Sin embargo, en el primer experimento no recogí únicamente laureles. Hubo alguna espinita que por un período prolongado dejó su huella dolorosa. El pinchazo me sorprendió porque venía oculto en una frase despreocupada:
—Y si le gusta la mujer ¿por qué la deja?
Está visto que el rosarino padecía de la incurable mezquindad de los maestros, o de los que se creen maestros: no toleraba la eventual lección de un lego sin añadir, para salvar las apariencias, una objeción de detalle. Su pregunta ¿no tenía mucho de golpe bajo? Me sobrepuse a la momentánea confusión y quiso la buena suerte que sin perder tiempo yo diera con una de esas máximas que justifican cualquier conducta. En rápido contraataque, interrogué:
—¿No dicen los españoles que en amor el que huye triunfa?

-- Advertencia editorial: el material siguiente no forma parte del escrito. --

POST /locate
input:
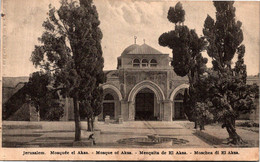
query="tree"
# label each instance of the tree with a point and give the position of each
(229, 93)
(43, 97)
(219, 93)
(71, 52)
(187, 58)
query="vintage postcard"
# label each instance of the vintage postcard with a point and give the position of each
(129, 80)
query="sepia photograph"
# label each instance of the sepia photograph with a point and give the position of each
(129, 79)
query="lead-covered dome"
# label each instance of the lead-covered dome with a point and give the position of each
(129, 49)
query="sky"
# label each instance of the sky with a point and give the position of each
(121, 20)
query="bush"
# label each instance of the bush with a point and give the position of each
(248, 124)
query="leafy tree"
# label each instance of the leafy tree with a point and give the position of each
(71, 52)
(43, 97)
(229, 93)
(219, 93)
(187, 58)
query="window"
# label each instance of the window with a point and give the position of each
(144, 63)
(108, 97)
(136, 63)
(153, 63)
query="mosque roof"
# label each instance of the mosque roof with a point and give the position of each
(143, 49)
(129, 49)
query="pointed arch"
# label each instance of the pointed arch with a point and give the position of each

Contestó en un tono explicativo que me irritaba los nervios:
—Hasta llegar al punto de saturación en que de veras no la aguantamos, una mujer no ha dado de sí cuanto puede. A esa altura, lo reconozco, la fuga se presenta problemática, pero para retirarse antes mejor no empezar. Se lo digo a conciencia: de mujeres el español suyo entendía menos que yo.
¿Habrá dicho
meno que yo
? De cualquier modo, el tenorio tuvo la última palabra y con el pretexto de atacar a ese español imaginario me dejó la espina. Por suerte soy de los que pronto se recuperan, como lo demostré a la tarde, cuando otro español, ahora comerciante de carne y hueso, mientras me despachaba mi Fernet con «basuras» refirió no sé qué trivial anécdota de hambre en un villorio sitiado durante la guerra civil. Levantando mi bronca voz pasé a declarar:
—Hambre, hambre la que tuve anoche en Montevideo.
A renglón seguido narré los amores con Perla. De ahí me trasladé al club, para bañarme. Bajo las duchas hombres desnudos departían sobre carreras pedestres. Uno de esos viejitos típicos de club deportivo, donde francamente resultan fuera de lugar, aventuró:
—O me equivoco o el hombre más rápido del mundo fue uno de mi época, un tal Paddock.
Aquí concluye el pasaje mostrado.